Hey, Zee - Howdy to my new friend! :) I used to be an INFJ (when I was around 20 years old), but I changed in later years to an INFP (when I was around 30, I think). My "J" and "P" are very borderline. Get this, though.... I am 100% "F." It has been an odd journey, career-wise, for me because I am a mechanical engineer. From my experience, most engineers have a strong "T."

Dave - yes, interesting. :)


Jamie

Jamie H Davis said...

Hey michellebradford: Your description of your hubby was breathtaking. "He is a lovely dream." I love that! So sweet. :)


Jamie

Zee said...

Michelle - thank you. my country is certainly going through tough times right now (politically, economically, and financially), but it's not the end of the world (if it were, i'd gladly enjoy that too, however). i hope and pray that God's got something interesting for Ukraine up His sleeve. it's frustrating to watch everything going in a circle, but i have faith (well, struggling to have one) that it will turn out good.

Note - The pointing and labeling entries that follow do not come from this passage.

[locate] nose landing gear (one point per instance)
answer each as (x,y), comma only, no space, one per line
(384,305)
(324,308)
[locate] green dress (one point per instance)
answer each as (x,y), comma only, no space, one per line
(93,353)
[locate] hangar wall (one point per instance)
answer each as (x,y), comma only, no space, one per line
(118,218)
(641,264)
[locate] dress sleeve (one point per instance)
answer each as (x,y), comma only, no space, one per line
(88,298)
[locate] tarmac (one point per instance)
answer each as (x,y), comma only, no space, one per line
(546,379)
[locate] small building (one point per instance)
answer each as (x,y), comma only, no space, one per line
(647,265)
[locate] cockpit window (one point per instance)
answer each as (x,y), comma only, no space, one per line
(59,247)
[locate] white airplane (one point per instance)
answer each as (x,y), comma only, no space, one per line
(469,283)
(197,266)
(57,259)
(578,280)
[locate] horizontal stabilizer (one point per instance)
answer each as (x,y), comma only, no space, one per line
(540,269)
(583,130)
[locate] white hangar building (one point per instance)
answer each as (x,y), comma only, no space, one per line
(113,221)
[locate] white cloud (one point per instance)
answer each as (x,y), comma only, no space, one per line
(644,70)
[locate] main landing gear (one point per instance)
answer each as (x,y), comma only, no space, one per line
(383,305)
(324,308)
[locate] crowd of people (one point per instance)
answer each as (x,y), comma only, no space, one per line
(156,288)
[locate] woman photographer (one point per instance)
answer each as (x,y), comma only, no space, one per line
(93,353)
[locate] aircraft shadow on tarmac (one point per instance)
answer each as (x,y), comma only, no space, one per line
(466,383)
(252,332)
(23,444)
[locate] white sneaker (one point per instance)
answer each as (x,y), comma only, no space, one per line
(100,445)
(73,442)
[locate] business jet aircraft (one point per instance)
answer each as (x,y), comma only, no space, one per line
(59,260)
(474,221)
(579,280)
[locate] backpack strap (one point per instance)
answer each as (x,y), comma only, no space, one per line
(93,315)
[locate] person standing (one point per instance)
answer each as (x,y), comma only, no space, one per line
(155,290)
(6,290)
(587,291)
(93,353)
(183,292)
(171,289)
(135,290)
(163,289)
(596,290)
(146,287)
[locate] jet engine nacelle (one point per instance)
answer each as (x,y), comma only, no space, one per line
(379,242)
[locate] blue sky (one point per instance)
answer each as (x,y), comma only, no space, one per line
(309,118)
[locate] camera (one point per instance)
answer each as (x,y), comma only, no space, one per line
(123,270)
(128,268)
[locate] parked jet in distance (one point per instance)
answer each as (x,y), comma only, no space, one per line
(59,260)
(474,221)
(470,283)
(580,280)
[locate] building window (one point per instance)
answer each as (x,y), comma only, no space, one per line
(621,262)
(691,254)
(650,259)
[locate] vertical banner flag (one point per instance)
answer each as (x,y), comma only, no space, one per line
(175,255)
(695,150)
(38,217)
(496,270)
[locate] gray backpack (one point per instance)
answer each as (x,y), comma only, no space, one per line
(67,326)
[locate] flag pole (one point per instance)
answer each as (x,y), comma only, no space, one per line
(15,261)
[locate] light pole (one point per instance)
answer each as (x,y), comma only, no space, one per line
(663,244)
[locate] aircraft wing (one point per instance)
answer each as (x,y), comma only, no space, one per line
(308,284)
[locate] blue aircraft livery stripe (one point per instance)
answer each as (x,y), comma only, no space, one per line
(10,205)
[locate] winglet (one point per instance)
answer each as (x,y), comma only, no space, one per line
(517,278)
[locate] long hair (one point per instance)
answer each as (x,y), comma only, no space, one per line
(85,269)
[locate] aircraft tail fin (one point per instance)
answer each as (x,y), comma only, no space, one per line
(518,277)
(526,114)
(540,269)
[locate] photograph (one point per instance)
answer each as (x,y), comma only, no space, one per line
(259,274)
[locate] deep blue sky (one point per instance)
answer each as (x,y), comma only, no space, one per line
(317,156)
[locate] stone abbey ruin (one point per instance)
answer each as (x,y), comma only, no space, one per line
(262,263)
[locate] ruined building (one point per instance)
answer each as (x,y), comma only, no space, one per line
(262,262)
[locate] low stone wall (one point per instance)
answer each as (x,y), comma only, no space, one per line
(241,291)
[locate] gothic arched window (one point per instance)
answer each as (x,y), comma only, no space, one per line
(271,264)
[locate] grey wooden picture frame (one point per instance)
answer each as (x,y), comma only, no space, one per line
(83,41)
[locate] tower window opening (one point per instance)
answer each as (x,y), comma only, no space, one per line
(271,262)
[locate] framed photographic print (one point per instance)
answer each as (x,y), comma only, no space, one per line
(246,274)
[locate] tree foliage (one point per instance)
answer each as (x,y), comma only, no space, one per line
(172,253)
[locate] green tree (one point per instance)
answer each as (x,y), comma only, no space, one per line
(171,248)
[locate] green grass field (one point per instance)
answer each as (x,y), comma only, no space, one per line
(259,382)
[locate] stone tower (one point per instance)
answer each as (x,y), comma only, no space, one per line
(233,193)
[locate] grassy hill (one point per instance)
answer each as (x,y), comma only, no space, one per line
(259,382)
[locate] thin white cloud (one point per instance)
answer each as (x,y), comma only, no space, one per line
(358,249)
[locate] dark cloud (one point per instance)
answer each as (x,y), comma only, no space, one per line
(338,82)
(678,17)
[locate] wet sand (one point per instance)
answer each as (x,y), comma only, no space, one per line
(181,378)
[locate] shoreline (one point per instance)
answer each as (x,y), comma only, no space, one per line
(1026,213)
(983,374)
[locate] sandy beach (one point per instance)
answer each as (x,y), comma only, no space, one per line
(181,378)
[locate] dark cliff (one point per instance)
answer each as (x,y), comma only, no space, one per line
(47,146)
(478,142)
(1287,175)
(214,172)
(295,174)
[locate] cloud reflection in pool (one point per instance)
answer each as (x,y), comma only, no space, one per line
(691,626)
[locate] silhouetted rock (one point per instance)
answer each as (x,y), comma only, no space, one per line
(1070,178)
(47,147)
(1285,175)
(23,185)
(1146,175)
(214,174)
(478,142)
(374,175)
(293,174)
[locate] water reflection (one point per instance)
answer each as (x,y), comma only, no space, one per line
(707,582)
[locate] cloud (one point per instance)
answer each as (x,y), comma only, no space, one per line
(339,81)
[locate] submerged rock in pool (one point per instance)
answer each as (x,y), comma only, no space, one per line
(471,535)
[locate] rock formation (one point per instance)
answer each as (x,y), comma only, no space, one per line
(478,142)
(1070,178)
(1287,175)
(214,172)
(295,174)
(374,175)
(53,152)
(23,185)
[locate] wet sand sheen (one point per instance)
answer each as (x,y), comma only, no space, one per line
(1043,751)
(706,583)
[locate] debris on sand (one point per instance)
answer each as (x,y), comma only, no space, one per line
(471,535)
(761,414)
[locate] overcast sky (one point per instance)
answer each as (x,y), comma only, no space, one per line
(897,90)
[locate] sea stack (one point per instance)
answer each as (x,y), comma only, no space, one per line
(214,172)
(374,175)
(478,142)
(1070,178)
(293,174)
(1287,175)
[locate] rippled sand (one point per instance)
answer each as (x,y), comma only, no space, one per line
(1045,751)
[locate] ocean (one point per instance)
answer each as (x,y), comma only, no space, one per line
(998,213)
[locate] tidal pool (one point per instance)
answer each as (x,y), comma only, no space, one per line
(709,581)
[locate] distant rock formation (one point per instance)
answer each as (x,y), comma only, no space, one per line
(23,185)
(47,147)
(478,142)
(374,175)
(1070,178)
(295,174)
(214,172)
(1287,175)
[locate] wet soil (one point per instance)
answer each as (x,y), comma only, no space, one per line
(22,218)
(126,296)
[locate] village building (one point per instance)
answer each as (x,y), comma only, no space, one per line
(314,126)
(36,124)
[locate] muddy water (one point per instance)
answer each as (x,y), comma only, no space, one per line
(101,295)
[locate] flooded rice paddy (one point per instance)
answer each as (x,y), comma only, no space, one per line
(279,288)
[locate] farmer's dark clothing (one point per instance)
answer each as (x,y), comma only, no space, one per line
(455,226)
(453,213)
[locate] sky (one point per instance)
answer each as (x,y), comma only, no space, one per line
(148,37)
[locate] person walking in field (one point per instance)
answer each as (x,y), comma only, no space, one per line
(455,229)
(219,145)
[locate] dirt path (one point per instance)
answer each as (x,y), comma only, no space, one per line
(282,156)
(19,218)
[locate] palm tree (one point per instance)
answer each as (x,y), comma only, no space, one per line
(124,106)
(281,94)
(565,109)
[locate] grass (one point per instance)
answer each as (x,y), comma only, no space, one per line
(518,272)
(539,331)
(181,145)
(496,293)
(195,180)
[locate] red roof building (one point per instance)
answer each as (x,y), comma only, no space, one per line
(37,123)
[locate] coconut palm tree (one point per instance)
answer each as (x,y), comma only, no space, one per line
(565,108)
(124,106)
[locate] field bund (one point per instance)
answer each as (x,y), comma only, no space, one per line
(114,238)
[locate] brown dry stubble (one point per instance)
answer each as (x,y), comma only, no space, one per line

David - ENFP, eh? that describes you well, i think. "a people person". you say that E is borderline - are you an introvert sometimes, then?

Jamie - well, considering that i just turned 23, i guess i might as well turn into an INFP later. but right now, the description i have found at typelogic website is me in such details that i used to think made me a misfit - "INFJs are deeply concerned about their relations with individuals as well as the state of humanity at large. They are, in fact, sometimes mistaken for extroverts because they appear so outgoing and are so genuinely interested in people -- a product of the Feeling function they most readily show to the world. On the contrary, INFJs are true introverts, who can only be emotionally intimate and fulfilled with a chosen few from among their long-term friends, family, or obvious "soul mates." While instinctively courting the personal and organizational demands continually made upon them by others, at intervals INFJs will suddenly withdraw into themselves, sometimes shutting out even their intimates. This apparent paradox is a necessary escape valve for them, providing both time to rebuild their depleted resources and a filter to prevent the emotional overload to which they are so susceptible as inherent "givers." As a pattern of behavior, it is perhaps the most confusing aspect of the enigmatic INFJ character to outsiders, and hence the most often misunderstood -- particularly by those who have little experience with this rare type."